Cacique e Pajé
Rodrigo Lima

Cacique e Pajé

Cacique & Pajé foi o nome utilizado por dois indígenas que fizeram grande sucesso como dupla sertaneja nos anos 80. Vindos de uma aldeia Kayapó, às margens do Rio Vermelho, no município de Rondonópolis -MT, os dois foram criados por boiadeiros e agricultores que os adotaram devido a uma epidemia de febre amarela. Com o objetivo de manter as duas crianças em segurança, um padre que ali fazia missões deu os meninos a boiadeiros que passavam por ali.

Antônio Borges de Alvarenga, o Cacique, foi adotado por Francisco Borges de Alvarenga e Joana Geraldina de Oliveira e Roque Pereira Paiva, o Pajé, foi adotado por Antônio Pereira Paiva e Cecília Verdoot. Cacique e Pajé desenvolveram atividades artísticas e utilizaram diversos outros pseudônimos antes de usarem esta alcunha.

Em 1977, Antônio se juntou a Roque com o nome artístico de Rei do Gado e Boiadeiro. Em paralelo, gravaram um LP pela Sonora com o pseudônimo de "Índios Caiapó", O sucesso e o reconhecimento com suas origens os fez em 1978 assumirem a marca "Cacique e Pajé”. Nome sugerido por Tonico  e Tinoco. Na ocasião gravaram um LP pela Chantecler, com destaque para "Pescador e Catireiro" (Cacique e Carreirinho). No mesmo ano, participaram juntamente com Sérgio Reis e a Orquestra de Violeiros de Osasco-SP do histórico show promovido por Tonico e Tinoco no Teatro Municipal de São Paulo-SP, o qual também deu origem ao livro "Da Beira da Tuia ao Teatro Municipal".

Anos depois Cacique ficou sabendo que ele era realmente filho do cacique Kaiapó, enquanto que seu avô paterno havia sido um pajé (curandeiro) na mesma tribo.

Em 1979, fizeram sucesso com "Caçando e Pescando" e "Deixa o Índio em Paz". E, na década de 1980, lançaram mais 5 LPs, destacando-se, dentre outras, "Viola no Samba", "Poemas das Cordas", "Cadê o Gato"  e "As Flores e os Animais".

Em 1983, Cacique e Pajé participaram do LP de Taiguara "Canções de Amor e Liberdade" interpretando com ele "Voz do Leste". Em 1985, quando do lançamento do 8º LP, com destaque para "Peão Sabido", Pajé foi vítima de um derrame que o obrigou a se afastar da dupla.

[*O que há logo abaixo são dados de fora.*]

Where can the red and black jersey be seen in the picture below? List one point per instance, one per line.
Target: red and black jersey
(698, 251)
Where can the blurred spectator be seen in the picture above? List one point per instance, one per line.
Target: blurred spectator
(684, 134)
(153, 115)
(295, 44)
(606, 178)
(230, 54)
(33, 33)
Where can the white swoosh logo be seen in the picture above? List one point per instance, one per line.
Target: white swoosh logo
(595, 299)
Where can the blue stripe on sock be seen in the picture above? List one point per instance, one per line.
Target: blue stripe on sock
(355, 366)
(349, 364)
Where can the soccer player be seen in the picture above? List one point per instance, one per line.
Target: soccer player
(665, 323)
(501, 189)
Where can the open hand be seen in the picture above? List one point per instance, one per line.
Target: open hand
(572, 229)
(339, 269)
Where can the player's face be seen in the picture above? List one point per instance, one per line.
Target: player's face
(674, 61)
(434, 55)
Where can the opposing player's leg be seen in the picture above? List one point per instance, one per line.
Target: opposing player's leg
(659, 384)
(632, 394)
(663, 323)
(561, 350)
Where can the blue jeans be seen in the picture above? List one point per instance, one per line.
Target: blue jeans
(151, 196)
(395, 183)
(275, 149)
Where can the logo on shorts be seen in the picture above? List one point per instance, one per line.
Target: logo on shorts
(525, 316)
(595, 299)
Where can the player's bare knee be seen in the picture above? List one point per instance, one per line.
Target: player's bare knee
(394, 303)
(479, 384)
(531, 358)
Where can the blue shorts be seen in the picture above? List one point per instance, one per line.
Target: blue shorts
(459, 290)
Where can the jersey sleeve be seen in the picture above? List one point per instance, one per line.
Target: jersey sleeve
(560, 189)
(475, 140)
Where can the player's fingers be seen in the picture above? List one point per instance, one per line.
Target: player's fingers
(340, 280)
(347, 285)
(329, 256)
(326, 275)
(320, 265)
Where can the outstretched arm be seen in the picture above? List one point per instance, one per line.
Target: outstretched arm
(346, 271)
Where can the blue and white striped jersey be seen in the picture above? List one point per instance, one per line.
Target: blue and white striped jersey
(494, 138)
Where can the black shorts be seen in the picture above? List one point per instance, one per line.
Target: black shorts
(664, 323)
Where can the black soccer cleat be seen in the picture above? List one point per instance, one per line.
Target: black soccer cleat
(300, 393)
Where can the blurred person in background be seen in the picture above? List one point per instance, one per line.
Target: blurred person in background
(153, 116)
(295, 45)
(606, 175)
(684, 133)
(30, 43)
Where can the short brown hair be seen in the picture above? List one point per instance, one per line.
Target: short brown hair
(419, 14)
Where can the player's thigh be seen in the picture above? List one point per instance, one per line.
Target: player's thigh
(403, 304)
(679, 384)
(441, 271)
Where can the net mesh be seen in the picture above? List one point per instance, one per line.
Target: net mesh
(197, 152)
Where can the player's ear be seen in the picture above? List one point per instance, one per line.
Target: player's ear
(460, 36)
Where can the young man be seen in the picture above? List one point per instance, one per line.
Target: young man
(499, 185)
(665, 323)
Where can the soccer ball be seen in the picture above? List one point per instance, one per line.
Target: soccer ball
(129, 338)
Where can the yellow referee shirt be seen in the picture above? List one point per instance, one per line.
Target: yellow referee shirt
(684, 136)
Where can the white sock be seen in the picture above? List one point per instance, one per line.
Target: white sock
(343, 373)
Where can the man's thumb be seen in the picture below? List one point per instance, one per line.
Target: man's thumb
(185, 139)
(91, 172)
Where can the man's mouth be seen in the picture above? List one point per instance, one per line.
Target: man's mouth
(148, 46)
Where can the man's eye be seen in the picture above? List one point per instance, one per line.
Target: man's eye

Seguiu-se um período de 3 anos no qual as apresentações continuavam, no entanto, Pajé apenas "dublava" e mal conseguia cumprimentar o público. Cacique também era ajudado pelo Rocha da dupla "Rocha e Umuarama", pelo Zé Matão e também pelo Odilon (o mesmo que já formou dupla com Tião do Carro), nas apresentações em que Pajé não tinha condições de se apresentar.

Em 1993, Cacique teve problemas cardíacos e precisou passar por um procedimento cirúrgico. Neste período ambos eram ajudados por irmãos de sangue que os “interpretavam” em algumas apresentações.

Além de "Caiuê e Caiapó", os irmãos de sangue, Odilon e Zé Matão também "dublavam" Cacique e Pajé nas apresentações da dupla. Nesta época diversos amigos assumiram o papel de "Pajé" ao lado de Cacique. Dentre eles, Luiz Mariano, Zé Nobre e Pedrinho Tamim, até que Roque Pereira Paiva, o Pajé, veio a falecer tragicamente, no ano de 1994, após ter perdido a voz, sofrido dois derrames e ter amputado o braço e a perna direita. "Pajézinho" deixou a esposa com oito filhos.

Cacique, desiludido, tinha a informação médica de que não mais voltaria a cantar. Neste período Cachoêra, José Pereira de Souza, substituiu Pajé na dupla, que prosseguiu com o mesmo nome e lançou novo LP pelo selo Disco de Ouro, com destaque para "Barretos Não Faz Feio". Em vida, era Pajé quem escolhia aqueles que podiam o substituir, mas depois de morto a dupla seguiu com Cachoêra.

Antônio, o Cacique, voltou a cantar. Em uma apresentação com o “Trio Andorinha”, Cacique encontrou seu novo Pajé. Geraldo Aparecido da Silva, um primo distante, filho da índia Joana Dias Barbosa. Geraldo nasceu em Itapuí-SP, às margens do Rio Tietê, no dia 29 de julho de 1943. Em 1997 passou a ser conhecido por Pajé e se apresente até hoje ao lado de Cacique. Foram mais 6 CDs e diversos shows. Antônio Borges e Geraldo Aparecido mantêm-se em plena atividade com o nome "Cacique e Pajé".